Nachdem Almuth Jansen gegangen ist, stehen Hannes, Karl und ich ganz alleine in der großen Halle. Karl auf der Treppe, Hannes am Fuße der Treppe und ich – einsam und verloren mitten in der riesigen Halle. Nur wenige Meter trennen Hannes und mich – und doch ein Abgrund, den wir nicht überbrücken können. Wir schweigen uns an, und die Stille schneidet mir ins Herz wie ein Messer.

Karl von Pagenstecher schaut sich das mehrere Minuten lang mit an. Dann seufzt er, steigt die wenigen Stufen zu Hannes hinunter und gibt ihm einen Schubs.
„Was habe ich dir in Lütgenhusen gesagt? Wage es nicht, ihr weh zu tun, oder du kannst dir aussuchen, ob Klaas oder ich dich einen Kopf kürzer machen!"
Mit diesen für mich höchst erstaunlichen Worten geht er kopfschüttelnd aus der Halle nach draußen.
Unsicher schaut Hannes mich an, aber ich – fange an zu lachen, weil diese Situation inzwischen genauso komisch wie seltsam ist. Ein Lächeln stiehlt sich in seine Augen und um seine Mundwinkel. Langsam kommt er auf mich zu.

„Anna? Erlaubst du mir, die Hoffnung für uns nicht aufzugeben, bis wir wirklich alle Möglichkeiten und Ideen ausgeschöpft haben? Darf ich versuchen, Dir UND den Kindern UND mir gerecht zu werden? Darf ich bitte Nachforschungen anstellen über Magdalena von Lenthe? Darf ich dich bitten, im Mai mit mir gemeinsam das Waisenhaus zu besuchen und dort nach deinen Spuren zu suchen? Und nach dem Schloss zum Schlüssel? Es ist mir wichtig, dass du das Leben lebst, das zu dir passt. Wenn du keine Nachforschungen willst, dann ist das so. Aber ich ... Es ist nur ein Gefühl, aber ich glaube, es ist wichtig. Lass es mich versuchen."
Intuitiv taste ich mit meiner Hand nach dem Schlüssel unter meiner Kleidung. Hannes ist nun bei mir angekommen und sieht mich abwartend an. Ich bin aber so sprachlos, dass mir erstmal nichts dazu einfällt.
„Warum ... Was hat ... Frau von Lenthe mit mir ..."
„...zu tun? Nach allem, was du mir erzählt hast, Anna, war sie sehr jung, als sie die Leitung des Christophorus-Heimes übernahm. Und du tauchtest gleichzeitig auf. Wie kommt es, dass eine so junge adlige Frau nicht von ihrer Familie verheiratet wird sondern in der Fremde so eine Aufgabe übernimmt? Alle Kinder sind nach der Ausbildung vermittelt worden. Du sagtest, du hattest das Gefühl, sie wolle dich bei sich behalten. Alle Kinder haben bei ihrem Weggang ihre Habe vom Anfang bekommen. Was ist mit deinen Sachen? Können sie etwas über deine Herkunft verraten? Was bedeutet der Schlüssel? Was der Bibelvers im Gebetbuch? Bist du gar nicht neugierig?"
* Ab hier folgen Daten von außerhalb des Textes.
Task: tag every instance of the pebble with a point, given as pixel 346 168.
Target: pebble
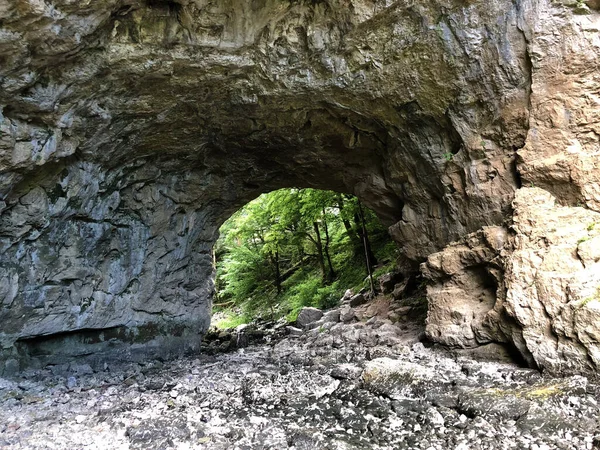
pixel 303 392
Mir schwirrt der Kopf. Ich habe schon vor so langer Zeit aufgehört, diese Fragen zu stellen.
„Ich ... weiß das jetzt nicht, Hannes. Lass mich darüber nachdenken."
Hannes lächelt und nickt.
„Verzeih, dass ich dich damit so überfallen habe. Ich glaube, du möchtest jetzt vor allem eines – nach Hause! Richtig?"
„Ja!"
Mein Seufzer kommt aus tiefstem Herzen.
„Gut, dann sollten wir damit nicht länger warten. Noch ist es Zeit, heute ganz bis nach Lütgenhusen zu kommen. So sehr ich mich nach den Kindern und allen anderen im Dorf sehne – ich kann hier jetzt nicht weg. Ich werde also Konrad mit Dir losschicken. Sicherlich kann er bei Klaas übernachten, bevor er morgen zurückfährt."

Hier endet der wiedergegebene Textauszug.